Every once in a while, I have to advertise and sell myself on my business. I have to put the dreamer against the accountant and hope they come to an agreement. I have to believe I can do what I do. One day came recently where I wanted to throw in the the towel for a round. The respect for a boxer comes after he fights round after grueling round, and he only breaks for water and fix up before he gets back in the ring and continues to fight. Many of us wouldn't last the first few rounds, especially after brutal blows, our confidence gets shaken.
I lost my first client last night. After getting paid for designing the website, the client had not responded to proceeding on to develop the website. They went with an industry organization that sells templated sites. I went through my natural reaction of disappointment as I read the news on my Blackberry in bed with my girlfriend. My curiousity is why she would pay for the design and not extend the payment a little further for the development. And I fell asleep forgetting my victories and remembering my losses.
Currently I am working with an old employer as a contractor. Recently, my hours have increased and at one point, my business was quiet. I had a thought of trying to approach my old employer with hopes to work my old job again. I was going to do it with a need for stability. But before I approached it, I put out the feelers to all the quiet clients. Out of five quiet clients, two of them got in contact and are active clients again, two have not responded, and one chose something else. The victory was the two that chose to proceed on. As promising as the lost client site was, the active clients' site is just as promising. The most positive aspect of the lost client is that I now have a templated site to sell to a future client.
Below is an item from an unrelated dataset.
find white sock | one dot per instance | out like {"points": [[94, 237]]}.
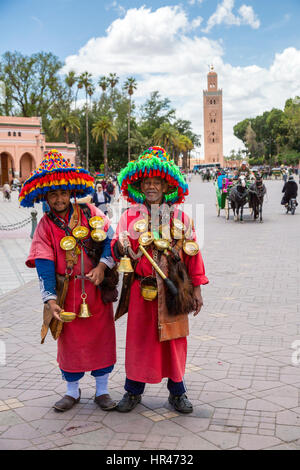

And in the corner, I have my client that has been supplying me work for the last couple years. Although his website has no bells and whistles, he is the client that I have developed a work relationship with that I shoot for with other clients. And as I write this, I become as grateful for this client as I do for the active clients and the lost clients. Regardless of the outcome, I have had the opportunity to do this work. I have a computer, the skills and the know how, the time, and the home to work from. I have the family and girlfriend and friends that support and encourage me in my endeavor. I have the fans, the cheers, and the manager in the corner that takes my spit. I have the ability to change my perception of what is going on and how it affects my present and future. And finally, I have the present and the future which means I March on through the end of the March Madness and continue to work.